On July 22, 2015, the Company announced the Phase 3 EYEGUARD-B study of gevokizumab in patients with Behçet’s disease uveitis, run by Servier, its partner for gevokizumab, did not meet the primary endpoint of time to first acute ocular exacerbation.  In August 2015, XOMA announced its intention to end the EYEGUARD global Phase 3 program.  In September 2015, Servier notified XOMA of its intention to terminate the Amended and Restated Collaboration and License Agreement dated February 14, 2012, as later amended on November 4, 2014 and January 9, 2015, and return the gevokizumab rights to XOMA. Termination of the collaboration agreement with Servier will be effective on March 25, 2016. As gevokizumab does not fit the Company’s strategic focus on endocrine diseases, the Company announced in March 2016 it is closing its Phase 3 study in pyoderma gangrenosum.

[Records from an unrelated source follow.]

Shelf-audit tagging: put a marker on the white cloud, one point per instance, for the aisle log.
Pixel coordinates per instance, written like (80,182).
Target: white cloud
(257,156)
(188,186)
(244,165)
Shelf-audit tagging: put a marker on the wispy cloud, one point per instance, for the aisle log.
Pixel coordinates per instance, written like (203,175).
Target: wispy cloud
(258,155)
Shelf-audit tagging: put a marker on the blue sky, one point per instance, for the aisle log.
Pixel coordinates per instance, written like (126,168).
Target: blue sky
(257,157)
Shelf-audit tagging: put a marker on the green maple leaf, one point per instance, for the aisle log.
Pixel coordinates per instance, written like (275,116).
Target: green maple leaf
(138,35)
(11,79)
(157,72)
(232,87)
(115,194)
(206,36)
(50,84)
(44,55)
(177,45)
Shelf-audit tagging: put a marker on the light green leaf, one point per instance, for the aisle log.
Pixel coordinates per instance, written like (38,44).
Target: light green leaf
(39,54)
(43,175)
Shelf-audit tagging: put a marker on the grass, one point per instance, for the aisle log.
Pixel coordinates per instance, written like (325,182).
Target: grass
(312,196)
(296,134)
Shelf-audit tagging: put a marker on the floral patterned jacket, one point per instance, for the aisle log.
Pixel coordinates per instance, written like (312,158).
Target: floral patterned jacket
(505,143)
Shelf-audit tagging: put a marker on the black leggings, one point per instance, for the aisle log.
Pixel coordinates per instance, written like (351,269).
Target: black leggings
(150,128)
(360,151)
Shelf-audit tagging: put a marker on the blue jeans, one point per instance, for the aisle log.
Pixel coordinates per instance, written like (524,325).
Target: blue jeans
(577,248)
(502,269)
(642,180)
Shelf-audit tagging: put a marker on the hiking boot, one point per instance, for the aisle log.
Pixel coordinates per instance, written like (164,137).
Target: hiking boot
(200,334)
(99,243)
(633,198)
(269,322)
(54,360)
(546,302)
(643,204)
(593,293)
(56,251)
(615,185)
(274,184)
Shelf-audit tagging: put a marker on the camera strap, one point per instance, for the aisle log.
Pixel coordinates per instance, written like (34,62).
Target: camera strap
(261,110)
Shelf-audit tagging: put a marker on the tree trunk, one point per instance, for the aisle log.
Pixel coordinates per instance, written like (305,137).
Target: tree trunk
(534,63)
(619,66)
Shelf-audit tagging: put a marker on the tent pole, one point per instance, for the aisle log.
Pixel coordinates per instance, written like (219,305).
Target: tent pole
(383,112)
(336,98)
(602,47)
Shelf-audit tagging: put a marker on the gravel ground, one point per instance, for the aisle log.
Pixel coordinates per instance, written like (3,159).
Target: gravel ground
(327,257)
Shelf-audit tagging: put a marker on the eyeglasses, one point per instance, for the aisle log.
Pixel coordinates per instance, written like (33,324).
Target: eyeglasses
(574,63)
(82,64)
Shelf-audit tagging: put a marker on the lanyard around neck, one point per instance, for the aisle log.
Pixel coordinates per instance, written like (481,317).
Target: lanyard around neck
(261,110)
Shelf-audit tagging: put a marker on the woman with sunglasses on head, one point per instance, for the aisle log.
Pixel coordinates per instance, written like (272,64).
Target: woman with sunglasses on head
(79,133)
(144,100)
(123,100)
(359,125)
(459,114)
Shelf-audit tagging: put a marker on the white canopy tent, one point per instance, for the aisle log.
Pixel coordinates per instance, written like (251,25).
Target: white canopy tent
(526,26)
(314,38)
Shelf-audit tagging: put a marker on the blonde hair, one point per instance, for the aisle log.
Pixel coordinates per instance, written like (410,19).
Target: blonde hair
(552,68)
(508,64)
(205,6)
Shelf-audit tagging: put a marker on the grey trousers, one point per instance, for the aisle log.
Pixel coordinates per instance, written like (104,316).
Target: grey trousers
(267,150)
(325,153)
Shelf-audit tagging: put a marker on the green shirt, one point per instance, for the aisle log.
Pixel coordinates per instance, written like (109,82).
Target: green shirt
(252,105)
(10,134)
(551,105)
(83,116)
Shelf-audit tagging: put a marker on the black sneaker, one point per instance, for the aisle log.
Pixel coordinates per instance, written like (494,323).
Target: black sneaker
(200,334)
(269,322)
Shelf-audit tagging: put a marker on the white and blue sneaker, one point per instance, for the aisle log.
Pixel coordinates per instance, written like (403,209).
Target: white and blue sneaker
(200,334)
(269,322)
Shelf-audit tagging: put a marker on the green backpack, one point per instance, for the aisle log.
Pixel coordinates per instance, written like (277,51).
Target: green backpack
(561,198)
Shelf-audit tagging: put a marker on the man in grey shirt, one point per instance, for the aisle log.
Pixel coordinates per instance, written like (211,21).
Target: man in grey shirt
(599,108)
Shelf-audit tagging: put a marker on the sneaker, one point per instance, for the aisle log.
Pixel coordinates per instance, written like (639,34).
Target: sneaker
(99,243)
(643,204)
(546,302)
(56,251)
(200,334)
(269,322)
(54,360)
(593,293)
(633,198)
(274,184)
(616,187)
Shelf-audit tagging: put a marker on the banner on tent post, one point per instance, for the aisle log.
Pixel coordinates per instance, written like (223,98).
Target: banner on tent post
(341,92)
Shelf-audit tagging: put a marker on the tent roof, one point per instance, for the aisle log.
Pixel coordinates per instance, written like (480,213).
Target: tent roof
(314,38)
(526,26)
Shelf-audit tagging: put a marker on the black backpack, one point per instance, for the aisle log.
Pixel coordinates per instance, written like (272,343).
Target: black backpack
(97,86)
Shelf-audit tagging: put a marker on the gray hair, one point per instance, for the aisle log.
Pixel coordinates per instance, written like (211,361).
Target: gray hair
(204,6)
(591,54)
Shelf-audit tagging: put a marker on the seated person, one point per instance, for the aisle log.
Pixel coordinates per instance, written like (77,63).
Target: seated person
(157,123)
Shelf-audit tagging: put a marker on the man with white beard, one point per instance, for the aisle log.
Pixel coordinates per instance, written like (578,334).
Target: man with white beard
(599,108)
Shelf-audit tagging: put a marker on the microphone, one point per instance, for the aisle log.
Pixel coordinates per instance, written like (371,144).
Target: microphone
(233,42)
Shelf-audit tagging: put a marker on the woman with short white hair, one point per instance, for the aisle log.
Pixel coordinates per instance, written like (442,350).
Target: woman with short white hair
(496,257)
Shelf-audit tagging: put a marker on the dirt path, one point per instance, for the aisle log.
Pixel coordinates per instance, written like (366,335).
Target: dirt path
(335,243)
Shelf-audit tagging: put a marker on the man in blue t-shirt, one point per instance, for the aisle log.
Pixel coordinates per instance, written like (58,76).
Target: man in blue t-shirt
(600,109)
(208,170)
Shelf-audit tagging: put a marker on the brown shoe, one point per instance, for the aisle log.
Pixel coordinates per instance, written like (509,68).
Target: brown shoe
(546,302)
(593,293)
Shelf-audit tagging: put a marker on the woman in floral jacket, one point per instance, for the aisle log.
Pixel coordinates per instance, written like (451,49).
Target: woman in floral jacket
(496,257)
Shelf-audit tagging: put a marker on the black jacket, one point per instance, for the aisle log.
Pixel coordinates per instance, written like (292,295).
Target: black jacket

Liquidity and Management Plans

The Company has incurred operating losses since its inception and had an accumulated deficit of $1.1 billion at December 31, 2015.  Management expects operating losses and negative cash flows to continue for the foreseeable future.  As of December 31, 2015, the Company had $66.3 million in cash, cash equivalents and marketable securities, which is available to fund future operations. Taking into account the repayment of its outstanding debt classified within current liabilities on the Company’s consolidated balance sheet as of December 31, 2015, the Company anticipates that it has adequate resources to fund its operations through December 31, 2016.

The Company’s ability to raise additional capital in the equity and debt markets, should the Company choose to do so, is dependent on a number of factors, including, but not limited to, the market demand for the Company’s common stock, which itself is subject to a number of pharmaceutical development and business risks and uncertainties, as well as the uncertainty that the Company would be able to raise such additional capital at a price or on terms that are favorable to the Company.